Some of the larger associations are tapping into the aforesaid retail bond market, with Raglan, for example, raising £50m in September with an issue bought in its entirety by the Pensions Corporation, a pensions providing insurance company. But it is not enough. What we really need is for local authorities like Manchester, Leeds and Nottingham to float housing bonds in a similar way, but for much larger sums. They could then channel those millions into the thousands of housing associations which are too small to raise funds on their own account.
This does not happen because the Treasury – and hence George Osborne – does not want local government to be financially independent.
He’s thinking in terms of new build, housing associations, and the North, whereas I’m thinking in terms of buying up the BTL inventory, councils, and London.
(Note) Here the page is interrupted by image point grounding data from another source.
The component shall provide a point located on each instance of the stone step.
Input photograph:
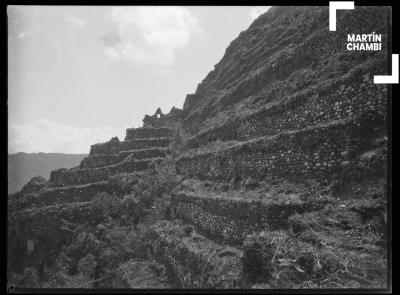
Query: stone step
(195, 260)
(146, 143)
(102, 160)
(312, 151)
(63, 177)
(114, 146)
(147, 132)
(59, 195)
(52, 215)
(230, 214)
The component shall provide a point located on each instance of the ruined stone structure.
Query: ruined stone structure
(287, 101)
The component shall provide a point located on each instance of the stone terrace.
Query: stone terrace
(141, 147)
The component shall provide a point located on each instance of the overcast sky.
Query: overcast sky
(80, 75)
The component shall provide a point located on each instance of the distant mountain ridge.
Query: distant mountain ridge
(23, 166)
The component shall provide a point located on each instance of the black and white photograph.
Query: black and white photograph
(195, 148)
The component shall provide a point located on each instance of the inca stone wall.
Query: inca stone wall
(308, 152)
(59, 195)
(64, 177)
(231, 219)
(147, 132)
(102, 160)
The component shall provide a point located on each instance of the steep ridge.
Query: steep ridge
(272, 176)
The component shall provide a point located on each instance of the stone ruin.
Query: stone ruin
(313, 132)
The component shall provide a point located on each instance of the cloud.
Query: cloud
(257, 11)
(151, 35)
(79, 23)
(51, 137)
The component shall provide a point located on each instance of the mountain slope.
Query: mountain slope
(23, 166)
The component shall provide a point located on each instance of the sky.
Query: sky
(79, 75)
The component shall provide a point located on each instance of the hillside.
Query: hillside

New build can’t possibly happen in time to save us, and the problem is concentrated in London. But I don’t see any disagreement of principle here.
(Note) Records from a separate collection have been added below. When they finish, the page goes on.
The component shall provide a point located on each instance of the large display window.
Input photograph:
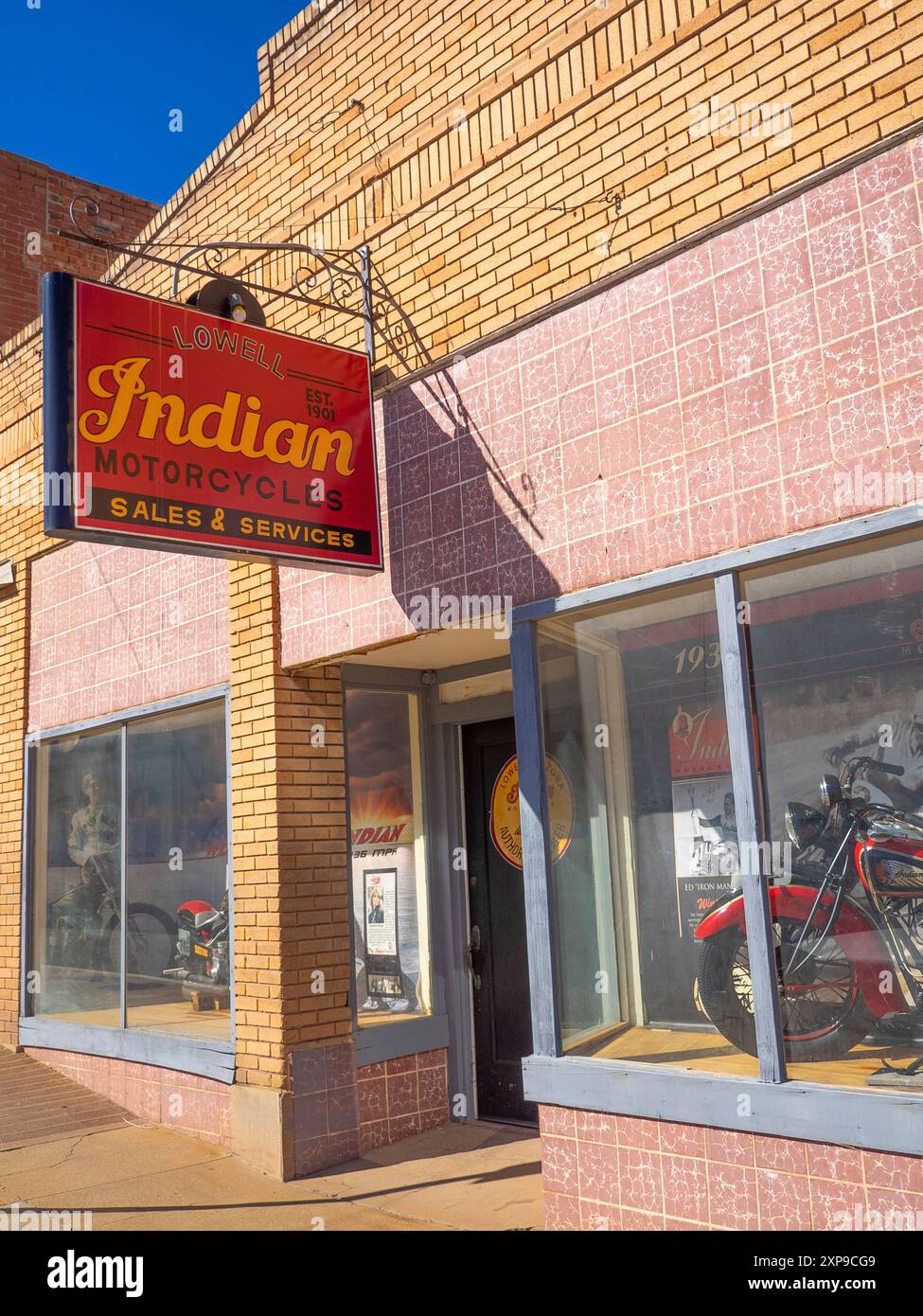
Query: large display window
(130, 876)
(659, 957)
(836, 645)
(389, 861)
(633, 712)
The LSE Policy blog points out that George Osborne took the opportunity, during his “Hunker in the Bunker” mini-budget, to make things worse. They also provide a lot of useful detail if you’re trying to model the flow of Local Housing Allowance to landlords in London. If Osborne gets his way, the LHA rate will be held to a maximum 1% annual increase out to 2015 and to the CPI inflation rate thereafter. I had assumed zero growth in it, so I was pleased to be able to update the Simple Plan with some more data.
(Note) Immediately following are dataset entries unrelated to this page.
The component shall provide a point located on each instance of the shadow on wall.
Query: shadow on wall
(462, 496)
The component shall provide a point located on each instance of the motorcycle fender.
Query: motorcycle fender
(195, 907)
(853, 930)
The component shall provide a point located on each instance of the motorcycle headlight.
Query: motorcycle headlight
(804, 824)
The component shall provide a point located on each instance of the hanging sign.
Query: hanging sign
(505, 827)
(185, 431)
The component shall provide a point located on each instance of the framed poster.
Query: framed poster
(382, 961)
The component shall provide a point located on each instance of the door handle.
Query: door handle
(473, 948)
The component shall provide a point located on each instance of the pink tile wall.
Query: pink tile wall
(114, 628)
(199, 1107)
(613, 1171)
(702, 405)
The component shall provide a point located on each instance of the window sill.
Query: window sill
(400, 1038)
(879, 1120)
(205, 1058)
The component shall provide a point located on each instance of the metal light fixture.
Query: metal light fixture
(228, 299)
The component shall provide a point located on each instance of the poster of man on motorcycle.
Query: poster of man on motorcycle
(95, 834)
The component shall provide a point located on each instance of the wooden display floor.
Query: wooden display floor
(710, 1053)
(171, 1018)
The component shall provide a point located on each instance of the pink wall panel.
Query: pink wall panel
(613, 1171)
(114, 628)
Updating it, I get a NPV of £22.19bn and therefore between 77,000 properties @£300k and 139,140 @Daniel Davies’ £166k, which I still struggle to imagine. Even coming up to £200k, though, still gets you 107,000 homes. On the other hand, the plan is quite insensitive to interest rates – at D^2’s pricing, even up at 3.36% you’d get enough stock to house the 133,000 LHA refugee households. Just getting rid of Gideon would add 2,200.
I had a twitterfest with Owen Hatherley and Rentergirl about this, but I really can’t get excited about how crappy a lot of the BTL new builds were in the light of the looming emergency. Anyway, the great bulk of the BTL new building was in the North, and a lot of the stock I envisage acquiring will be either conversions or else…you guessed it…ex-council.
Threats I worry about: the cost of management, which to be frank I have really no idea about, and the possibility that Osborne goes for broke between here and 2015 and abolishes housing benefit entirely.